Featured photo by Michelle Gillan Larkin
The owners of Aged Cork in Yonkers explain why you should pop the cork on a sustainable wine if you give a sip about the planet and your well-being.
No longer focused solely on food, the sustainability movement has grown legs, crossing over into clothing, construction, and even wine. When Kate and Andrey Tkachenko opened Aged Cork in Yonkers in the fall of 2020, their intention was to introduce more natural, sustainable wines to Westchester. Thoroughly taste-tested and thoughtfully chosen, 90% of the wine in the shop is sustainable, with a handful of conventional bottles for oenophiles with big-brand attachments. We sat down with the Scarsdale couple to discuss sustainable wine and why they think it’s a better sip. Spoiler alert: Wine headaches could become a thing of the past.
Westchester Magazine: What is sustainable wine?
Aged Cork: Sustainability is a broad concept, and it encompasses every aspect of winemaking. All practices in the vineyard depend on each other. It’s an integrated ecosystem where one thing takes care of the other. For example, instead of spraying the grapes with pesticides, sheep and cows graze between the vines, eating weeds; plants are put in to attract insects. Most often, these producers employ organic practices — shying away from pesticides, chemicals, or sulfites — because it’s a more natural thing to do. They want to keep the land healthy; they’re not just kicking the can down the road for the next owner to deal with it.
WM: Who are the producers of sustainable wines?
AC: Most of them are farmers first. They own the land; they love what they do. Families are involved, sometimes for generations. Most handpick the grapes, producing only a few thousand cases per year. Their wine is an expression of the place, of the winemaker him- or herself.
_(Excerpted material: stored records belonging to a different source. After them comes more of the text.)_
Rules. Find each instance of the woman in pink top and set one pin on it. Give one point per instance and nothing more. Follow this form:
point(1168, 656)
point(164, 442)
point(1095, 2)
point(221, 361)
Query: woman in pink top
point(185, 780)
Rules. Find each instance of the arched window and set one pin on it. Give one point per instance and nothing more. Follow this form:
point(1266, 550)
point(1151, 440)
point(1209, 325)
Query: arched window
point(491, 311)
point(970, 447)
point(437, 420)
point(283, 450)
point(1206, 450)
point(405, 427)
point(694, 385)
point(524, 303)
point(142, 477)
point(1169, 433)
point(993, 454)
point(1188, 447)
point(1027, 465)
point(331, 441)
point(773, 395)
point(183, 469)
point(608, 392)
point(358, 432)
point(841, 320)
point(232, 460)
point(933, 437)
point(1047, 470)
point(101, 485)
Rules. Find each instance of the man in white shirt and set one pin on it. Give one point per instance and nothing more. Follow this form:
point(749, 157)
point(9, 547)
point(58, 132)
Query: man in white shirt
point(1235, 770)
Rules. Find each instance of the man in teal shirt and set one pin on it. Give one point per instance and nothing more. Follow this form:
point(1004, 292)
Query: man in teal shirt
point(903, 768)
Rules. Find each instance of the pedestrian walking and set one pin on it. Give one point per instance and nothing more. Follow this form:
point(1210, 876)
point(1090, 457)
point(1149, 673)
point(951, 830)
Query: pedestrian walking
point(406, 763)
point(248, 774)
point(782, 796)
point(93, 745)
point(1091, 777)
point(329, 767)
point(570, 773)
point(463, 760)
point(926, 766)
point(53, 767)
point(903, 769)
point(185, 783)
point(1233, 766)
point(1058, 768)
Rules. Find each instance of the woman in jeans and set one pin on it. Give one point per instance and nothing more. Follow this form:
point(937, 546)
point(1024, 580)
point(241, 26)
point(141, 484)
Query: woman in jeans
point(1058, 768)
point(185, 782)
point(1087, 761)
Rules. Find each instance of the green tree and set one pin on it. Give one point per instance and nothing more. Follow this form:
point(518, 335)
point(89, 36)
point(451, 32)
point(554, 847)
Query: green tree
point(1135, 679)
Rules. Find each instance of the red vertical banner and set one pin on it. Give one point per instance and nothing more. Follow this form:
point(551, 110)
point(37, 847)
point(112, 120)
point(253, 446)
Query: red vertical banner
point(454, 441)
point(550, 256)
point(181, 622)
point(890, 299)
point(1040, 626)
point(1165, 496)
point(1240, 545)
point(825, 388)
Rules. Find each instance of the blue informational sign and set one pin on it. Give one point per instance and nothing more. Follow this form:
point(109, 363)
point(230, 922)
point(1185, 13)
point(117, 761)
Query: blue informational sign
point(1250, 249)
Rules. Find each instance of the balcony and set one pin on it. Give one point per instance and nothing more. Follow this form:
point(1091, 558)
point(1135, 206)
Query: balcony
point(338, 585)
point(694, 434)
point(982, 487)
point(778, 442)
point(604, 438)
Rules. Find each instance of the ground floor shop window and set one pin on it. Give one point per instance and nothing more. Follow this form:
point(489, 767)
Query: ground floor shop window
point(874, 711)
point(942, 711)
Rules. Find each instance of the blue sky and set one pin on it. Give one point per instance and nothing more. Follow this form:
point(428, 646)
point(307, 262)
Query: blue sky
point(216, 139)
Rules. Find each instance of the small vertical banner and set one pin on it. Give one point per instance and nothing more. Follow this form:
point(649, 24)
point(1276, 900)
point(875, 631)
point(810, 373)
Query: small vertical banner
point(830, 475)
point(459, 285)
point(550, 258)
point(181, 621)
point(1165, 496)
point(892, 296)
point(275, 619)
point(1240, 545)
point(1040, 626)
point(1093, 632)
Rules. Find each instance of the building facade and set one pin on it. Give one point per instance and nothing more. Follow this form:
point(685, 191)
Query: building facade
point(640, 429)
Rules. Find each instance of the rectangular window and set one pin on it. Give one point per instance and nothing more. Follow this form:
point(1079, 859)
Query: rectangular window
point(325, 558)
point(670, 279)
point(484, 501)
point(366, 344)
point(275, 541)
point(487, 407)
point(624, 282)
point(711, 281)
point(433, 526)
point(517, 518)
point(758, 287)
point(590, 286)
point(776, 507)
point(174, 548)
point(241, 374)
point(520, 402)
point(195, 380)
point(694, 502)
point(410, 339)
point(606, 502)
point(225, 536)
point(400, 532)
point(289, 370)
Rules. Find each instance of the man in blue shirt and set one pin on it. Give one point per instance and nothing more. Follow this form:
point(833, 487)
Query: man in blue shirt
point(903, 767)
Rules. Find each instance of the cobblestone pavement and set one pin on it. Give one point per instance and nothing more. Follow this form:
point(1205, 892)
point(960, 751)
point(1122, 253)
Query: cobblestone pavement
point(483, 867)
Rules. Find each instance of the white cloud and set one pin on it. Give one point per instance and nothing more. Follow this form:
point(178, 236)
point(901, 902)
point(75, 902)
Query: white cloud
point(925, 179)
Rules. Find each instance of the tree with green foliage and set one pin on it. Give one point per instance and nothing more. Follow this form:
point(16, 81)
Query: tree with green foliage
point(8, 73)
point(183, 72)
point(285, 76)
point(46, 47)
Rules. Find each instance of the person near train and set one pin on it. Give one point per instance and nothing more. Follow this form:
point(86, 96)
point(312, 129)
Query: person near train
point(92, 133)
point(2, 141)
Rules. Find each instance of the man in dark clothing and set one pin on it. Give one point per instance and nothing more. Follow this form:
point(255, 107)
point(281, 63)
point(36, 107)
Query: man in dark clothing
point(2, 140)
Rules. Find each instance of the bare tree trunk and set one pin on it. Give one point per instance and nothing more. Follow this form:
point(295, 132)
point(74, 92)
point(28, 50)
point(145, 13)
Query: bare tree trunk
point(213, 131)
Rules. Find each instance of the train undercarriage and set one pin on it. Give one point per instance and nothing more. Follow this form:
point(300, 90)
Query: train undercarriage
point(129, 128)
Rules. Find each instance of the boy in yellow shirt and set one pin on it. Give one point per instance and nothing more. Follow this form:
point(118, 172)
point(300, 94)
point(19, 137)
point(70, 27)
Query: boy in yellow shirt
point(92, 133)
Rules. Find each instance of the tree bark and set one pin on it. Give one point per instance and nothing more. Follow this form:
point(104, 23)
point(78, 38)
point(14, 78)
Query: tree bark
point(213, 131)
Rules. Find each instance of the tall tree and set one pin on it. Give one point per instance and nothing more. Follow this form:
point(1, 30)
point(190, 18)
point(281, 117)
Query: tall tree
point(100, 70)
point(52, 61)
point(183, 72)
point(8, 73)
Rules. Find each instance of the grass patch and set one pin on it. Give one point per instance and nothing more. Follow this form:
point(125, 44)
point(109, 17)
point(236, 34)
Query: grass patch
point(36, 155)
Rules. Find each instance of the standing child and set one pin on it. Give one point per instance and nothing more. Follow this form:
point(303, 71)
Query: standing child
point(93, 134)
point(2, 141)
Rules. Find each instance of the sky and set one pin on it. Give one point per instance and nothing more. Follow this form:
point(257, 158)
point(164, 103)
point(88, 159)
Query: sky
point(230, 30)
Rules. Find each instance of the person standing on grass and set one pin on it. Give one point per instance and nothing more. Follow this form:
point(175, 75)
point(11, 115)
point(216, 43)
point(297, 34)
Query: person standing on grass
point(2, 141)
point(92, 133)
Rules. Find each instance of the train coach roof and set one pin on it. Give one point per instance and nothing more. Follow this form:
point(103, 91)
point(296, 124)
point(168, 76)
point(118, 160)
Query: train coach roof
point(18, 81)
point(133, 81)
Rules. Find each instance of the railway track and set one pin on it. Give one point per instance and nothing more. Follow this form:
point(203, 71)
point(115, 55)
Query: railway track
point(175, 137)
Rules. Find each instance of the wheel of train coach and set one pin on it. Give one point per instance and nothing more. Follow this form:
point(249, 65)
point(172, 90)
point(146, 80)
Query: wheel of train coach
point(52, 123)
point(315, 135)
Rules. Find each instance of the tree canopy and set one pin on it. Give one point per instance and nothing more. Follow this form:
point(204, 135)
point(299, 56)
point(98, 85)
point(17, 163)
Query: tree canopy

WM: How is sustainable wine different from conventional wine?
AC: Producers who make a million cases of wine a year manufacture to a certain taste profile, making sure the wine tastes the same every year despite, for example, the weather. Some buy grapes on the open market, where quality and taste can vary; meaning, a lot must be added to the wine to make it always taste the same. Producers of sustainable wine start with healthy grapes and healthy soil, so nothing must be corrected in the winemaking process; less is more.
WM: Are sustainable wines more expensive?
AC: Not if you do the right thing. When you set up an ecosystem, you don’t have to spend money dealing with issues [weather, pests] every year. A nice bottle will run you $12–$15.
WM: What about the morning after?
AC: The headache some wine drinkers experience is usually associated with all the things that are added to the wine to make inferior grapes or a weather-affected crop taste the same year after year. There are about 80 chemicals that can be added during the winemaking process — colorants, flavorants, enzymes, wood chips — that don’t have to be disclosed on the label.
WM: Why should you drink sustainable wine?
AC: It’s better for the planet; it’s better for you. It’s higher-quality wine, and it just tastes better.